Individual users chatting directly with LLMs like ChatGPT can use such prompts and often do. Iftikhar says that users often share the prompts they use on TikTok and Instagram, and there are long Reddit threads dedicated discussing prompt strategies. But the problem potentially goes beyond individual users. Many mental health chatbots marketed to consumers are prompted versions of more general LLMs. So understanding how prompts specific to mental health affect the output of LLMs is critical. 

For the study, Iftikhar and her colleagues observed a group of peer counselors working with an online mental health support platform. The researchers first observed seven peer counselors, all of whom were trained in cognitive behavioral therapy techniques, as they conducted self-counseling chats with CBT-prompted LLMs, including various versions of OpenAI’s GPT Series, Anthropic’s Claude and Meta’s Llama. Next, a subset of simulated chats based on original human counseling chats were evaluated by three licensed clinical psychologists who helped to identify potential ethics violations in the chat logs.

The study revealed 15 ethical risks falling into five general categories:

  • Lack of contextual adaptation: Ignoring peoples’ lived experiences and recommending one-size-fits-all interventions.
  • Poor therapeutic collaboration: Dominating the conversation and occasionally reinforcing a user’s false beliefs.
  • Deceptive empathy: Using phrases like “I see you” or “I understand” to create a false connection between the user and the bot.
  • Unfair discrimination: Exhibiting gender, cultural or religious bias.
  • Lack of safety and crisis management: Denying service on sensitive topics, failing to refer users to appropriate resources or responding indifferently to crisis situations including suicide ideation.
Text from a chatbot conversation
Among other violations, chatbots were found to occasionally amplify feelings of rejection. 

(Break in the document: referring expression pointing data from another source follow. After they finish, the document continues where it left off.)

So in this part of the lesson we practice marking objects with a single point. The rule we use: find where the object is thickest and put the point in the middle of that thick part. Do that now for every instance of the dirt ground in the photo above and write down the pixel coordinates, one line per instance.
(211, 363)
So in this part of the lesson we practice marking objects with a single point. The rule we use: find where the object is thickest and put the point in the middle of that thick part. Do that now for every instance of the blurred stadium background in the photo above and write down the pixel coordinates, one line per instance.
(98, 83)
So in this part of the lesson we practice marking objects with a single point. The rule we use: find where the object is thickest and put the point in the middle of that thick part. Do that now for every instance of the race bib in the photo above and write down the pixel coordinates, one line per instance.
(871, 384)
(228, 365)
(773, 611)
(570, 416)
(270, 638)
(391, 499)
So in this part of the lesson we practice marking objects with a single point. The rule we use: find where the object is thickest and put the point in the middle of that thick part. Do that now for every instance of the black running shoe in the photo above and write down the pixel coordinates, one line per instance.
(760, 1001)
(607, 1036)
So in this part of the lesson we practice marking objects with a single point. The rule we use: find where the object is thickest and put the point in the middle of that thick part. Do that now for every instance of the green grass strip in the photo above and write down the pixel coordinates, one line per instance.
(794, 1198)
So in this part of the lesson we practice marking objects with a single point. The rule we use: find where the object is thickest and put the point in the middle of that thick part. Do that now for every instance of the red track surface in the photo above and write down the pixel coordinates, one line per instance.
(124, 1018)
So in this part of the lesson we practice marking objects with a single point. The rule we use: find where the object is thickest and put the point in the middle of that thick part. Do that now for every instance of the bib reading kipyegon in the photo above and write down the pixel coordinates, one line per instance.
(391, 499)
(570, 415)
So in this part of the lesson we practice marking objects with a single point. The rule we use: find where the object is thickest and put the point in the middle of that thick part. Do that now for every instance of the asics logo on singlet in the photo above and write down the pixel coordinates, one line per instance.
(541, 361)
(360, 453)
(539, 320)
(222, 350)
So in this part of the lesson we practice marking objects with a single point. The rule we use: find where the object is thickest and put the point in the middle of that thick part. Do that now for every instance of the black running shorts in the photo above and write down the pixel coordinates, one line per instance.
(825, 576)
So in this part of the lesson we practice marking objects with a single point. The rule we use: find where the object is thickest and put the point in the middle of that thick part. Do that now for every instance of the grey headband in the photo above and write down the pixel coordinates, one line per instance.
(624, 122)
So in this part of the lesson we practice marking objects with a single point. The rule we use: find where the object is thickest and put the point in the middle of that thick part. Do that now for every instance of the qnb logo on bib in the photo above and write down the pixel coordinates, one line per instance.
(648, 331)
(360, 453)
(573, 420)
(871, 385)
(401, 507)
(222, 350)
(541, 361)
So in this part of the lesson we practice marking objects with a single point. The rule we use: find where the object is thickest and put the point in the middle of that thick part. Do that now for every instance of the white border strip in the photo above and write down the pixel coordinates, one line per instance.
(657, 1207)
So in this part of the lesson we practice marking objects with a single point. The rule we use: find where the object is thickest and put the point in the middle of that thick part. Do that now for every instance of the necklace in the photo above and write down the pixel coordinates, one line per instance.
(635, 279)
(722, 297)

Iftikhar acknowledges that while human therapists are also susceptible to these ethical risks, the key difference is accountability. 

“For human therapists, there are governing boards and mechanisms for providers to be held professionally liable for mistreatment and malpractice,” Iftikhar said. “But when LLM counselors make these violations, there are no established regulatory frameworks.”

The findings do not necessarily mean that AI should not have a role in mental health treatment, Iftikhar says. She and her colleagues believe that AI has the potential to help reduce barriers to care arising from the cost of treatment or the availability of trained professionals. However, she says, the results underscore the need for thoughtful implementation of AI technologies as well as appropriate regulation and oversight. 

For now, Iftikhar hopes the findings will make users more aware of the risks posed by current AI systems. 

“If you’re talking to a chatbot about mental health, these are some things that people should be looking out for,” she said. 

Ellie Pavlick, a computer science professor at Brown who was not part of the research team, said the research highlights need for careful scientific study of AI systems deployed in mental health settings. Pavlick leads ARIA, a National Science Foundation AI research institute at Brown aimed at developing trustworthy AI assistants. 

“The reality of AI today is that it's far easier to build and deploy systems than to evaluate and understand them,” Pavlick said. “This paper required a team of clinical experts and a study that lasted for more than a year in order to demonstrate these risks. Most work in AI today is evaluated using automatic metrics which, by design, are static and lack a human in the loop.”

She says the work could provide a template for future research on making AI safe for mental health support.

“There is a real opportunity for AI to play a role in combating the mental health crisis that our society is facing, but it's of the utmost importance that we take the time to really critique and evaluate our systems every step of the way to avoid doing more harm than good,” Pavlick said. “This work offers a good example of what that can look like.”